Thermal coal, burned to generate energy, has few friends in high places. Developed markets like Britain, France and others are phasing it out after the Paris climate agreement, and so too is China, the world’s top consumer. Financing coal is getting tougher too, with large banks under pressure from environmentally conscious investors. Even miners are moving on, with almost no significant new projects in the pipeline. Rio Tinto, one of the world’s largest mining companies, agreed to sell its last coal asset in March.
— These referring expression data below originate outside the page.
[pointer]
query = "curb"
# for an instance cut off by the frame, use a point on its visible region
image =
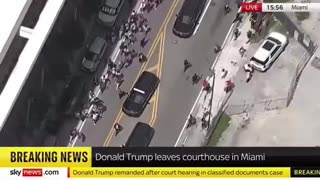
(207, 78)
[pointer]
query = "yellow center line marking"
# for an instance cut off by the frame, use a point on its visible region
(152, 99)
(159, 73)
(153, 114)
(151, 51)
(153, 68)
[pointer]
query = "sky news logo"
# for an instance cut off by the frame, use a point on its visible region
(26, 172)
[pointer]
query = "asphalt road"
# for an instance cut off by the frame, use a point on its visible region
(171, 104)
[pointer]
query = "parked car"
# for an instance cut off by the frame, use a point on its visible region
(72, 98)
(94, 54)
(269, 51)
(188, 18)
(109, 12)
(140, 94)
(141, 136)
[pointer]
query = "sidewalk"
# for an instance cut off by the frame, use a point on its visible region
(97, 90)
(230, 60)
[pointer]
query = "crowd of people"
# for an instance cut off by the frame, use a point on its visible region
(136, 24)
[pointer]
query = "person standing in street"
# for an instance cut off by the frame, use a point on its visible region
(142, 58)
(191, 121)
(119, 81)
(122, 93)
(118, 128)
(187, 65)
(195, 78)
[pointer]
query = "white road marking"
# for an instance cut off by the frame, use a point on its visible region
(201, 18)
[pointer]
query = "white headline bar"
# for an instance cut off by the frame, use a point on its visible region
(31, 173)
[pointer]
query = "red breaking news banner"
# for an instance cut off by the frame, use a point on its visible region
(251, 7)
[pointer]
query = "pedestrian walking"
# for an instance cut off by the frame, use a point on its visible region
(248, 67)
(157, 3)
(95, 117)
(121, 64)
(118, 128)
(191, 121)
(96, 81)
(238, 18)
(142, 58)
(91, 95)
(133, 53)
(249, 76)
(206, 85)
(122, 93)
(119, 81)
(242, 51)
(204, 123)
(226, 9)
(102, 108)
(229, 86)
(143, 42)
(128, 62)
(187, 65)
(217, 49)
(82, 137)
(236, 33)
(249, 36)
(146, 28)
(73, 134)
(195, 78)
(224, 73)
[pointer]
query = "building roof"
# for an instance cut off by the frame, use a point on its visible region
(29, 54)
(11, 15)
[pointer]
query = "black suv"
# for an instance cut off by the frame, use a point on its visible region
(141, 136)
(140, 94)
(188, 18)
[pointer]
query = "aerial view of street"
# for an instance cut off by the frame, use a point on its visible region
(176, 73)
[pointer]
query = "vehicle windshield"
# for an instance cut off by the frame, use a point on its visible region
(109, 10)
(259, 61)
(274, 40)
(89, 56)
(137, 97)
(186, 19)
(268, 45)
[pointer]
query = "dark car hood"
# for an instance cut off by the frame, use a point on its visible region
(180, 27)
(131, 107)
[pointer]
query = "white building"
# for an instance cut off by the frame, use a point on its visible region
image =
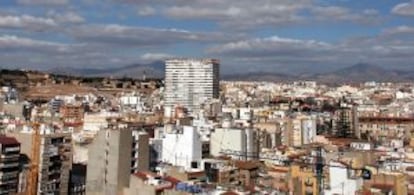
(97, 121)
(342, 179)
(182, 147)
(240, 142)
(190, 82)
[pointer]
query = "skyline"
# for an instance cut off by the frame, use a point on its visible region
(265, 35)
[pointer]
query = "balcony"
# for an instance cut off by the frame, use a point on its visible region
(12, 149)
(9, 165)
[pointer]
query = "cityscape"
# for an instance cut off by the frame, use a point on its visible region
(274, 97)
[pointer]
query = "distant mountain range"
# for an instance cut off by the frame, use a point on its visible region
(357, 73)
(152, 70)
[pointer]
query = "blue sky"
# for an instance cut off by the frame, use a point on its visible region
(288, 36)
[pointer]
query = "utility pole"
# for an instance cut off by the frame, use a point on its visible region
(319, 169)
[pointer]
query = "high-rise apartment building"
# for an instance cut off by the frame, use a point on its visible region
(140, 151)
(190, 82)
(55, 159)
(10, 153)
(109, 161)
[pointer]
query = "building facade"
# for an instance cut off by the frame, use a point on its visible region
(190, 82)
(10, 153)
(109, 165)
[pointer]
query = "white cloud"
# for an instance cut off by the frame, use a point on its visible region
(43, 2)
(66, 17)
(241, 14)
(155, 56)
(26, 22)
(140, 36)
(336, 13)
(10, 42)
(399, 30)
(145, 10)
(273, 52)
(404, 9)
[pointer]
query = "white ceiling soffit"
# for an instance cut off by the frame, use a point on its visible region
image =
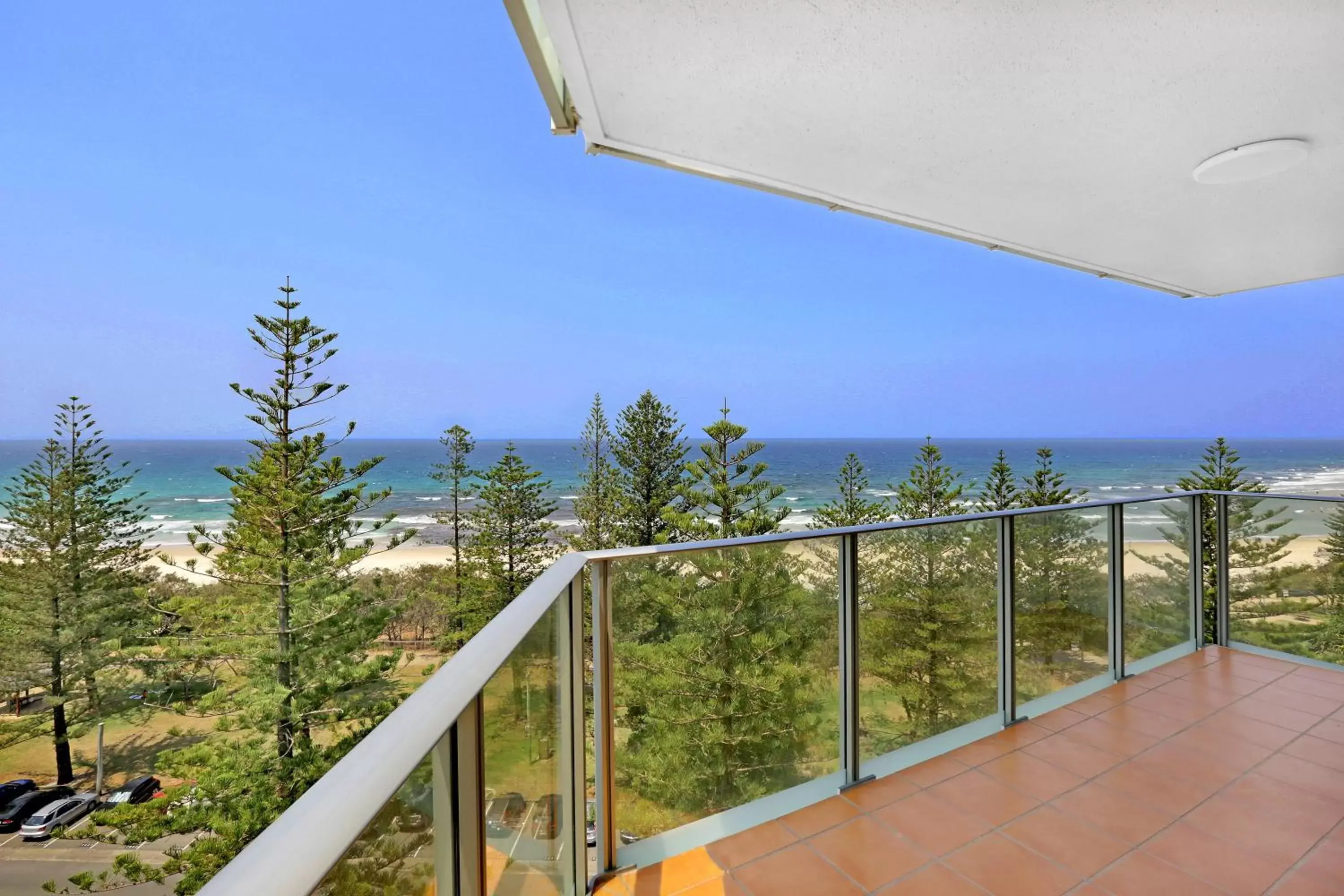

But even if global appetite is levelling off, the Asian picture is different. In China, where consumption peaked in 2013, deep cuts are taking time. And from Pakistan to the Philippines, the need for more cheap energy means more coal-fired plants, driving regional demand. Take Vietnam, Southeast Asia’s fastest-growing economy: local coal production is limited and costly, and almost half of the country’s new electricity capacity is expected to be coal-fired. Appetite for the fuel in large existing markets – India, Korea and Japan – is holding up too.
Supply, meanwhile, is hardly likely to increase, as mines age and little new capacity comes onstream. Indonesia, the world’s largest exporter of thermal coal, has capped domestic coal prices for power stations, reducing the incentive to invest. And miners that are still betting on coal, like Glencore, are buying existing capacity, not digging fresh holes.
As a result, Asia’s proportion of thermal coal consumption is up, now standing at 70 percent, compared to less than 50 percent in 2000. More importantly, coal prices are not dropping as consensus suggested. Indeed, benchmark Australian prices have defied the usual lull at this time of year to cross $100 a tonne – the highest seasonal level in six years. Dirty, but certainly not cheap.